Commercial Financing and Leverage
Banks and commercial lenders typically extend higher leverage ratios for CBD-located food and beverage properties compared to suburban or secondary-location equivalents, reflecting lower perceived risk and more transparent comparable transaction data. Properties demonstrating consistent operational revenue or documented pre-leasing agreements often secure financing at 60–70 per cent loan-to-value, compared to 50–60 per cent for secondary-location assets. The asset's substantial footprint and flexible layout increase perceived lender comfort, as multiple prospective tenants and operational models can potentially service the debt obligation.

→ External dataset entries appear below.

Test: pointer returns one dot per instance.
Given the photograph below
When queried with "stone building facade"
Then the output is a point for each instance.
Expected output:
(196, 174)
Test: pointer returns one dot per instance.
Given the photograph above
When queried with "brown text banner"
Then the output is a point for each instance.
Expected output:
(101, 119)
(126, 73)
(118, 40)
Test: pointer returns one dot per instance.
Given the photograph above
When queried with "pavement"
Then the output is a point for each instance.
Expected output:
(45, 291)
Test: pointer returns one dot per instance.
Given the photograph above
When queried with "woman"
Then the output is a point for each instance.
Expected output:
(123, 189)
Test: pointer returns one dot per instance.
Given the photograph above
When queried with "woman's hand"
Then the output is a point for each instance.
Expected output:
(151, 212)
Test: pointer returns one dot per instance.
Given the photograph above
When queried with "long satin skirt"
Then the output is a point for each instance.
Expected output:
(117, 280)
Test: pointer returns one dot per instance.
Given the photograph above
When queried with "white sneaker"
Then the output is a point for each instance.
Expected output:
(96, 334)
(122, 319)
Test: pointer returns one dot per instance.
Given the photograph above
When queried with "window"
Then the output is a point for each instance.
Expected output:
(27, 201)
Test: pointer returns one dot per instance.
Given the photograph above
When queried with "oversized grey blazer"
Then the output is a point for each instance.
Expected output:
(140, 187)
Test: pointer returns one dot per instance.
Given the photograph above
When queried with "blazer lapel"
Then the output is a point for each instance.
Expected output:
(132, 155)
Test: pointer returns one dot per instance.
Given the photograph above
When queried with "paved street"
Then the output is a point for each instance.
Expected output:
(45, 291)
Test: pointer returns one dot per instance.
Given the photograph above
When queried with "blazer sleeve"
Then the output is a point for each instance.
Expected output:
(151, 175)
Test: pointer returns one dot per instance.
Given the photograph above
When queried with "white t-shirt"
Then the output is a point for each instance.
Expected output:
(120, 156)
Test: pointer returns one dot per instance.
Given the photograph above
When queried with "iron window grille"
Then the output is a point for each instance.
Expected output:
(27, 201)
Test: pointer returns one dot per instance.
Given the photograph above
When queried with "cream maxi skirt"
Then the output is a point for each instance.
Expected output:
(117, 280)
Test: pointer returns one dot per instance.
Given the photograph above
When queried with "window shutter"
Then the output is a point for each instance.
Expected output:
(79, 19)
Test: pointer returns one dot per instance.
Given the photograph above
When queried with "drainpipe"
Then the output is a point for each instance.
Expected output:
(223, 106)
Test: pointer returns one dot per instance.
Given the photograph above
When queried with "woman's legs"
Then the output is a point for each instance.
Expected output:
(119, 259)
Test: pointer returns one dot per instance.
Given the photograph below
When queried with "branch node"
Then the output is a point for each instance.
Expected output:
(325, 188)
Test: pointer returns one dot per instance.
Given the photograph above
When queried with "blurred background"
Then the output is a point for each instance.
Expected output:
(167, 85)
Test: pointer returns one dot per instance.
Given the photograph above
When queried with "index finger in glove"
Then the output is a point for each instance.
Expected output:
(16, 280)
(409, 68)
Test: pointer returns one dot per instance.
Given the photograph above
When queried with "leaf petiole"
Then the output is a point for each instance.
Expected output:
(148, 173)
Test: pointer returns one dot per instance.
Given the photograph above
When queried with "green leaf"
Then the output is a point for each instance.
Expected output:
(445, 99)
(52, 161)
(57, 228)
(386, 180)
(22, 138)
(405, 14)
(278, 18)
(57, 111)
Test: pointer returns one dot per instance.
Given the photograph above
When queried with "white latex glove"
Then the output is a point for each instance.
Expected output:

Commercial mortgage terms in Singapore typically range from seven to fifteen years, with interest rates tracking bank base rates and credit spreads relevant to the borrower's profile. Buyers should model cash-on-cash returns under realistic operating scenarios rather than purely on rental yield assumptions, incorporating fit-out costs, professional fees, and operational contingencies. The property's scale means professional operator fit-outs and branding investments may exceed residential renovation budgets, warranting detailed financial planning and sensitivity analysis.
Competitive Landscape and Market Positioning
Other CBD-located mixed-use properties offering dining and collaborative workspace components command significant demand from operators and investors, though genuine prime-location inventory remains limited. Properties at similar distance from MRT nodes in comparable high-traffic precincts—such as near Tanjong Pagar, Outram Park, or Raffles Place stations—typically trade at similar or premium valuations when condition, space quality, and configuration are equivalent. The Chinatown locality benefits from established cultural and commercial branding that newer, purpose-built commercial clusters sometimes lack, potentially supporting stronger long-term tenant demand and pricing resilience.
Pricing comparables for CBD food and beverage assets typically reflect per-square-foot metrics ranging from S$8 to S$15 per sqft annually for well-maintained, strategically-located spaces, depending on specific micro-location, traffic patterns, and configuration. The property's 16,000 sqft scale and two-minute MRT proximity place it within the upper-quartile demand range, supporting valuations consistent with recently-transacted CBD hospitality properties in similar locations.
Forward-Looking Considerations
Singapore's post-pandemic commercial real estate landscape increasingly rewards properties offering flexibility, walkability, and integrated amenities—precisely the characteristics this development embodies. Corporate attitudes toward remote work and distributed teams suggest sustained demand for professional co-working infrastructure, whilst the nation's visitor economy recovery and local demographic preferences favour convenient, well-appointed dining and socialising venues. Properties positioned to serve both trends simultaneously are likely to experience more resilient demand and pricing than single-sector alternatives.
Prospective buyers should consider medium to long-term strategic value beyond immediate income generation, evaluating potential for concept evolution, operator upgrade, or repositioning as neighbourhood commercial values mature. The CBD market has historically rewarded patient capital, with well-maintained, well-located properties typically appreciating at or above inflation rates over five to ten-year holding periods, supplemented by consistent operational returns.